I always say, if you cannot sleep because of the volatility in the market, take a sleeping pill. Don’t touch your portfolio; that is not the best thing to do. I also think that we don’t really have attitudes towards risk, we have aspirations.  There are two things that we want in life: one is to be rich, and the other is not to be poor.

So, you have to ask yourself: what will happen if you convert all your money now into cash or into treasury bills? If you are a young person, will you accumulate enough money for retirement? You might find that you don’t have enough for retirement — so ask yourself again, not what is my attitude towards risk, but what are my aspirations?

Risk is what we pay for the hope of reaching our aspirations, and the last thing you want to do when you are rattled by the market is get out of the market — because that way you only increase your risk. You’ll only lessen your chances of having a secure retirement rather than enhancing them.

 

Of course, some investors will have taken risk off the table with a view to getting back into the market at some stage. Others will be putting off investing until the volatility subsides. What are the dangers with that strategy?
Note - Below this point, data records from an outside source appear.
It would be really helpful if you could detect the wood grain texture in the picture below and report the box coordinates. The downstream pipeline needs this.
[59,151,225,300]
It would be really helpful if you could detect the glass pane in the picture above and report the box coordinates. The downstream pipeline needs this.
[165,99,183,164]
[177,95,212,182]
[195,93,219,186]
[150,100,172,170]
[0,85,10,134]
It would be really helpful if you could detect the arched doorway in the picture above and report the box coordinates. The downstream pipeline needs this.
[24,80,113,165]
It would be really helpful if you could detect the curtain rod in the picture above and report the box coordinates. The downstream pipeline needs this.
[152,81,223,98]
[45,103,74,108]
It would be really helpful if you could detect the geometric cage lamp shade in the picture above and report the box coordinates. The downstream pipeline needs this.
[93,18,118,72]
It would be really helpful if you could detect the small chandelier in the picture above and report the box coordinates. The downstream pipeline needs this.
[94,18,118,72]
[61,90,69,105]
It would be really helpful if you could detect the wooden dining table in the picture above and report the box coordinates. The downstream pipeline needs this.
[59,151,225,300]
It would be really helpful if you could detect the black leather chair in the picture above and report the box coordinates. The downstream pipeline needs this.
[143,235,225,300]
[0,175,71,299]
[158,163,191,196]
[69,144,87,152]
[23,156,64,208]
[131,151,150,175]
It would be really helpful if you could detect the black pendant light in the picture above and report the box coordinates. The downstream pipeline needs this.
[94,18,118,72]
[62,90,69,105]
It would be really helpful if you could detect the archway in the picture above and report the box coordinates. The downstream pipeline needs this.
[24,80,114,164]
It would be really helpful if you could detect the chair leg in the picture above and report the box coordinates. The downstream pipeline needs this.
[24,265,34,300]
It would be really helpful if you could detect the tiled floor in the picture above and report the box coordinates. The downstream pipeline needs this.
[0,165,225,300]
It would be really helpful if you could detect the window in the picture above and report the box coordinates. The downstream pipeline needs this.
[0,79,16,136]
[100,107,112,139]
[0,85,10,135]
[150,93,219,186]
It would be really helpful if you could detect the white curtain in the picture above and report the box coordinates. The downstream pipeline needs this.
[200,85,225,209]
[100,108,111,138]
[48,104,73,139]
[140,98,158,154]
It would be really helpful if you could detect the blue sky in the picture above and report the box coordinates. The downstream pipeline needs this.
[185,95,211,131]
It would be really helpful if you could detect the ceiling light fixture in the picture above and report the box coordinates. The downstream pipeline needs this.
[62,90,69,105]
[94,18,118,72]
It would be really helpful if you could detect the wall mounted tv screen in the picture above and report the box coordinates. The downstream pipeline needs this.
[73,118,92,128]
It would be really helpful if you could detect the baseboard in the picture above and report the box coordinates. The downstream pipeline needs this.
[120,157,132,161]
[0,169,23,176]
The danger really is that, contrary to your perception, you don’t know when the market is at the top or at the bottom. Let me give you a quick a quick example. In May 2009, I was speaking to a large group of advisers. People were walking around with ashen faces as if the world was coming to an end.

We didn’t know what would come next, but we do know in hindsight that in May 2009, the market was already on the upswing. The bottom was in March, but people didn’t see it, and I didn’t see it, because when we look at the market day by day, it goes up and it goes down. We don’t really see a trend. You see a trend only when you look back at it. So by giving up hope of figuring out when to get in and when to get out, you are really doing a great favour for yourself, because it’s true, you don’t know.

Remember, it also helps your mental health because, if you are fearful and you sell all your stocks now, you have to make the decision of when to get back in. Let’s say that you sold them in the March or May of 2009, and now the market has gone up, and it has gone up beyond the price at which you sold. 

Do you buy now? Well, no — because this would make you feel stupid. And so you just hold on and you say, “no, this is just a dead cat bounce or whatever,” and then the market goes even higher and then eventually you might just buy. 

They say wise people don’t get into holes that smart people can climb out of, and I would rather be wise than smart.